There are core libraries 504 on top of kernel 505. These libraries comprise instructions for the device to handle data. The core libraries may comprise a couple of modules, such as a open-source Web browser engine, SQLite database, a surface manager, a webkit, an audio manager, a graphics library, a camera library, a media framework, and SSL. The modules will be useful for storing and sharing of application data, to play and record audio and/or video, and Internet security.

Furthermore, the core libraries include other support libraries to run the methods and algorithms involved in the modules of the framework.

On the next layer, there may be a virtual machine and/or runtime libraries 503 designed to ensure the independence of individual applications. It further provides an advantage in case of application crashes with such virtual machines construction, since it can be easily ensured that the remaining applications are not affected by any other applications running on the device. In other words, a crashed application preferably does not influence the other running applications.
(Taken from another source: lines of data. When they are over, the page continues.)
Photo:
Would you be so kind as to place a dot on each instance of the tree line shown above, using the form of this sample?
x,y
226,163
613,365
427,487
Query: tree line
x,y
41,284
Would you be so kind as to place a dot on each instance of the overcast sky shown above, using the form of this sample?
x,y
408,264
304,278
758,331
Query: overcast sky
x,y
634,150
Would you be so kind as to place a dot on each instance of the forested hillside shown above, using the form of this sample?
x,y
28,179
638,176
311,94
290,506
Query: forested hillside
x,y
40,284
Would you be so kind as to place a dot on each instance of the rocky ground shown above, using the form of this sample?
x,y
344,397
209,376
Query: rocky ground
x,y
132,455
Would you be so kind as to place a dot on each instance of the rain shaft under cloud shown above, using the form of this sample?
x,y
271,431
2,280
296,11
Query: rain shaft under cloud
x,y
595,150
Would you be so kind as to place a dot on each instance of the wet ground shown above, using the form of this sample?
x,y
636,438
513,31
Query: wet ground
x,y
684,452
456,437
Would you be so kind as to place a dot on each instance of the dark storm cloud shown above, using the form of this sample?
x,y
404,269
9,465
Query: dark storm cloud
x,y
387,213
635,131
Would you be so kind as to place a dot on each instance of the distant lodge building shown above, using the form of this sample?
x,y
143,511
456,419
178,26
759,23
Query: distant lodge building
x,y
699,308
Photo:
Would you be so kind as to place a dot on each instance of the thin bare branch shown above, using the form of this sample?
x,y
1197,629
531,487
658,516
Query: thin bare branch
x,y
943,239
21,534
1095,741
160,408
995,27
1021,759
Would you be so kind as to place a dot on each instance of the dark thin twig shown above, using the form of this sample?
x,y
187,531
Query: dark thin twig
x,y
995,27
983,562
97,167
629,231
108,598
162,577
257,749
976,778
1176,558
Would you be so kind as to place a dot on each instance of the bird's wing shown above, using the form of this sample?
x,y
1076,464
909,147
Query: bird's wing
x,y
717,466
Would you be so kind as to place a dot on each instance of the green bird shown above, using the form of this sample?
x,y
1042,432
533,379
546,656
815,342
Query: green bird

The applications 501 may include, e.g., a home application, a camera application, a calculator application, a media player application, a resource manager application, and a content provider application.

While the present invention has been described in connection with certain preferred embodiments, it is to be understood that the subject-matter encompassed by the present invention is not limited to those specific embodiments. On the contrary, it is intended to include any alternatives and modifications within the scope of the appended claims.